Multi-photon interference in the spectral domain by direct heralding of superposition states

TL;DR

This paper demonstrates multi-photon interference in the spectral domain using a single silicon waveguide, where frequency correlations produce superposition states across channels, simplifying quantum photonic state control.

Contribution

It introduces a method to observe multi-photon interference via spectral correlations without requiring a large unitary interferometer, simplifying quantum photonic state manipulation.

Findings

Interference observed in four-photon events from a single silicon waveguide.

Frequency correlations enable superposition states across multiple channels.
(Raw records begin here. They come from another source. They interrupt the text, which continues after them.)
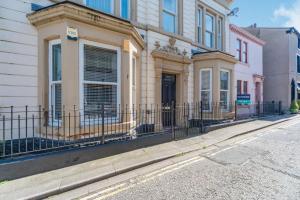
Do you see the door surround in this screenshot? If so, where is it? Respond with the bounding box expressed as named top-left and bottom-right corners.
top-left (152, 38), bottom-right (192, 107)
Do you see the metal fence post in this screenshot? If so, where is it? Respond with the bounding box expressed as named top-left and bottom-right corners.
top-left (234, 101), bottom-right (237, 121)
top-left (200, 101), bottom-right (204, 133)
top-left (257, 101), bottom-right (260, 117)
top-left (101, 104), bottom-right (105, 144)
top-left (279, 101), bottom-right (282, 115)
top-left (171, 101), bottom-right (175, 140)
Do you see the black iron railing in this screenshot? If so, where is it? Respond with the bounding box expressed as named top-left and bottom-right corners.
top-left (0, 101), bottom-right (282, 159)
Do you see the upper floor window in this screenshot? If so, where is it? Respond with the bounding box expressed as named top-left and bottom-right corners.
top-left (205, 13), bottom-right (215, 48)
top-left (242, 42), bottom-right (248, 63)
top-left (162, 0), bottom-right (177, 33)
top-left (298, 38), bottom-right (300, 49)
top-left (197, 8), bottom-right (203, 44)
top-left (86, 0), bottom-right (114, 14)
top-left (236, 39), bottom-right (242, 61)
top-left (121, 0), bottom-right (130, 19)
top-left (297, 55), bottom-right (300, 74)
top-left (217, 17), bottom-right (223, 50)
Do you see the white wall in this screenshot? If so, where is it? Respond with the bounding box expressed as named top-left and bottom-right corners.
top-left (229, 28), bottom-right (264, 104)
top-left (136, 0), bottom-right (231, 105)
top-left (0, 0), bottom-right (53, 107)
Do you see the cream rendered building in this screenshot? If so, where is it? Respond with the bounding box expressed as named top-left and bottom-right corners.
top-left (1, 0), bottom-right (236, 137)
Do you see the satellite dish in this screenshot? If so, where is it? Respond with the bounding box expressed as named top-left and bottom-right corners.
top-left (227, 7), bottom-right (239, 17)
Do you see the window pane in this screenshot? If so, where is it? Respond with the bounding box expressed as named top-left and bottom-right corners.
top-left (243, 81), bottom-right (248, 94)
top-left (163, 12), bottom-right (176, 33)
top-left (205, 32), bottom-right (213, 48)
top-left (201, 91), bottom-right (211, 109)
top-left (237, 80), bottom-right (241, 95)
top-left (236, 39), bottom-right (241, 61)
top-left (297, 56), bottom-right (300, 73)
top-left (217, 19), bottom-right (223, 50)
top-left (201, 70), bottom-right (210, 90)
top-left (220, 71), bottom-right (229, 90)
top-left (220, 91), bottom-right (228, 109)
top-left (84, 45), bottom-right (117, 82)
top-left (197, 9), bottom-right (202, 43)
top-left (86, 0), bottom-right (113, 14)
top-left (163, 0), bottom-right (176, 13)
top-left (84, 84), bottom-right (117, 117)
top-left (205, 14), bottom-right (214, 32)
top-left (52, 83), bottom-right (62, 120)
top-left (121, 0), bottom-right (130, 19)
top-left (52, 44), bottom-right (61, 81)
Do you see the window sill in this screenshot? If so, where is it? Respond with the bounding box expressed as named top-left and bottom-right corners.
top-left (236, 61), bottom-right (250, 67)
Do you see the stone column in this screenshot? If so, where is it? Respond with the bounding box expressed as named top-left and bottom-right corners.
top-left (154, 59), bottom-right (162, 131)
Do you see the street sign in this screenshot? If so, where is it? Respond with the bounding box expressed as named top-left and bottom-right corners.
top-left (237, 94), bottom-right (251, 105)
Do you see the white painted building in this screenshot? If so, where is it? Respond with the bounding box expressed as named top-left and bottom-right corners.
top-left (229, 24), bottom-right (265, 115)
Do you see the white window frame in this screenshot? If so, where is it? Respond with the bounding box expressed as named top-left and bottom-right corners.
top-left (162, 0), bottom-right (178, 33)
top-left (297, 54), bottom-right (300, 74)
top-left (49, 39), bottom-right (62, 124)
top-left (217, 17), bottom-right (223, 50)
top-left (84, 0), bottom-right (115, 14)
top-left (120, 0), bottom-right (131, 19)
top-left (197, 8), bottom-right (203, 44)
top-left (79, 39), bottom-right (121, 123)
top-left (205, 13), bottom-right (215, 48)
top-left (220, 69), bottom-right (230, 111)
top-left (200, 68), bottom-right (212, 112)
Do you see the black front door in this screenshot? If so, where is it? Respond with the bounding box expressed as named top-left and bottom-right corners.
top-left (162, 74), bottom-right (176, 127)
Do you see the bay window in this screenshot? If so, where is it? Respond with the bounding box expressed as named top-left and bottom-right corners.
top-left (197, 8), bottom-right (203, 44)
top-left (162, 0), bottom-right (177, 33)
top-left (220, 70), bottom-right (230, 110)
top-left (49, 40), bottom-right (62, 120)
top-left (205, 13), bottom-right (215, 48)
top-left (86, 0), bottom-right (114, 14)
top-left (121, 0), bottom-right (130, 19)
top-left (80, 41), bottom-right (120, 119)
top-left (200, 69), bottom-right (212, 111)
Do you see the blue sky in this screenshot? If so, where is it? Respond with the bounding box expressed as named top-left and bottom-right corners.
top-left (230, 0), bottom-right (300, 29)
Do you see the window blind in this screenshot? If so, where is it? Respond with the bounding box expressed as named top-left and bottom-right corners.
top-left (83, 44), bottom-right (118, 118)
Spectral engineering can replace complex interferometers in quantum photonics.

Abstract

Multi-photon interference is central to photonic quantum information processing and quantum simulation, usually requiring multiple sources of non-classical light followed by a unitary transformation on their modes. Here, we observe interference in the four-photon events generated by a single silicon waveguide, where the different modes are six frequency channels. Rather than requiring a unitary transformation, the frequency correlations of the source are configured such that photons are generated in superposition states across multiple channels, and interference effects can be seen without further manipulation. This suggests joint spectral engineering is a tool for controlling complex quantum photonic states without the difficulty of implementing a large unitary interferometer, which could have practical benefits in various applications of multi-photon interference.